Poussant un long soupir, le lycan revint sur ses pas et ouvrit de nouveau la porte de sa chambre. Il s’aventura dans le couloir et se dirigea vers les cuisines. Pour la première fois depuis longtemps, il appréhendait la réaction de Rosalya. Normalement, il adorait la faire crier, mais cette fois, il devait préparer un goûter pour les deux jeunes filles qui l’attendaient et il craignait que la vieille cuisinière lui en fasse voir de toutes les couleurs. Non pas qu’elle n’était pas dans son droit de le faire… mais il aurait espéré un autre moment que celui-ci. Il était à quelques mètres de la pièce tant convoitée et s’arrêta net. Mais… mais… il était nerveux à l’idée d’y aller? Voilà qui était nouveau et demandait matière à réflexion… En fait, il ne voulait tellement pas revenir les mains vides, que ça l’angoissait. Prenant à nouveau une grande inspiration, il entra finalement aux cuisines d’un pas décidé.

- Bonjour, je viens de la part de la princesse Aemi et j’aimerais faire préparer un panier pique-nique pour trois personnes accompagné d’une théière remplie de thé au jasmin.

Levant le regard, il vit le sourire narquois et victorieux que Rosalya lui lançait.


- Tiens tiens tiens, Yahto, quelle belle surprise! Habillé comme ça, tu as presque l’air d’un homme! C’est étrange à quel point tu deviens poli lorsqu’il s’agit de plaire à ta maîtresse!

- Oh ça va, hein. Je suis sérieux cette fois. C’est pour sa majestée Aemi. Quelques petits gâteaux aux fraises avec des fruits frais, quelques morceaux de fromages et des noix seraient vraiment appréciés… S’il-te-plaît, Rosalya?
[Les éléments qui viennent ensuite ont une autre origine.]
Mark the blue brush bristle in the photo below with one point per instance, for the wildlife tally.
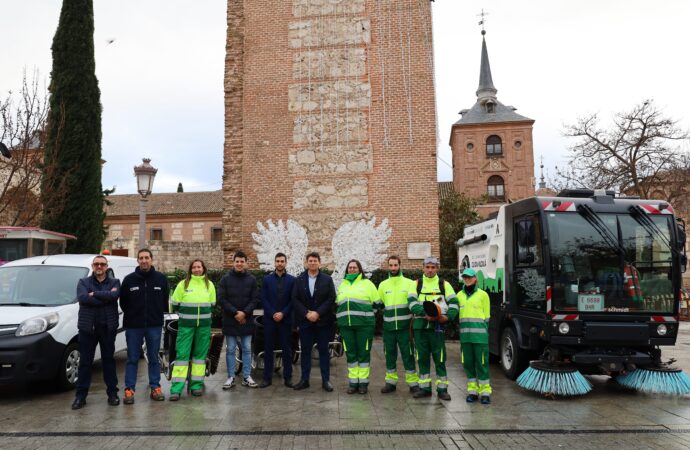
(554, 383)
(656, 381)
La femme prenait visiblement son pied alors que l’irritation du garde du corps était presque palpable. Elle lui somma de sortir et d’attendre à l’extérieur de la cuisine. Quelqu’un irait lui porter son panier pique-nique lorsqu’il serait prêt. Les sourcils froncés, le garde du corps hésita un instant, puis capitula puisqu’il savait que la cuisinière n’obtempérerait seulement s’il obéissait. Une fois dans le couloir, il fit les cents pas, tournant en rond comme un lion en cage. Et si elle lui faisait une mauvaise blague? Et si elle mettait des trucs dégoûtants dans ce panier juste pour le ridiculiser? Non… elle ne ferait pas ça, elle n’en avait pas intérêt puisque c’était pour Aemi. Les minutes s’écoulèrent et une servante arriva enfin avec un joli panier en osier sur lequel reposait un petit tissu fleuri. Elle lui décocha un magnifique sourire et Yahto lui rendit la pareil alors qu’il se saisissait du précieux colis. Sans attendre, il souleva le chiffon et fut satisfait de ce qui se présentait devant lui : des petits gâteaux à la fraises, un mélange de fruits frais, deux sortes de fromage, une myriade de noisettes, du pain frais et trois petits pots de confitures différents. Près de ce festin trônait une jolie théière en porcelaine fleurie ainsi que trois petites tasses assorties. C’était magnifique et visiblement, Rosalya s’était donnée! Yahto passa ensuite sa tête dans l’entrebâillement de la porte et remercia chaleureusement la cuisinière qui, pour toute réponse, lui somma de partir avant qu’elle ne lui lance un potiron en plein visage.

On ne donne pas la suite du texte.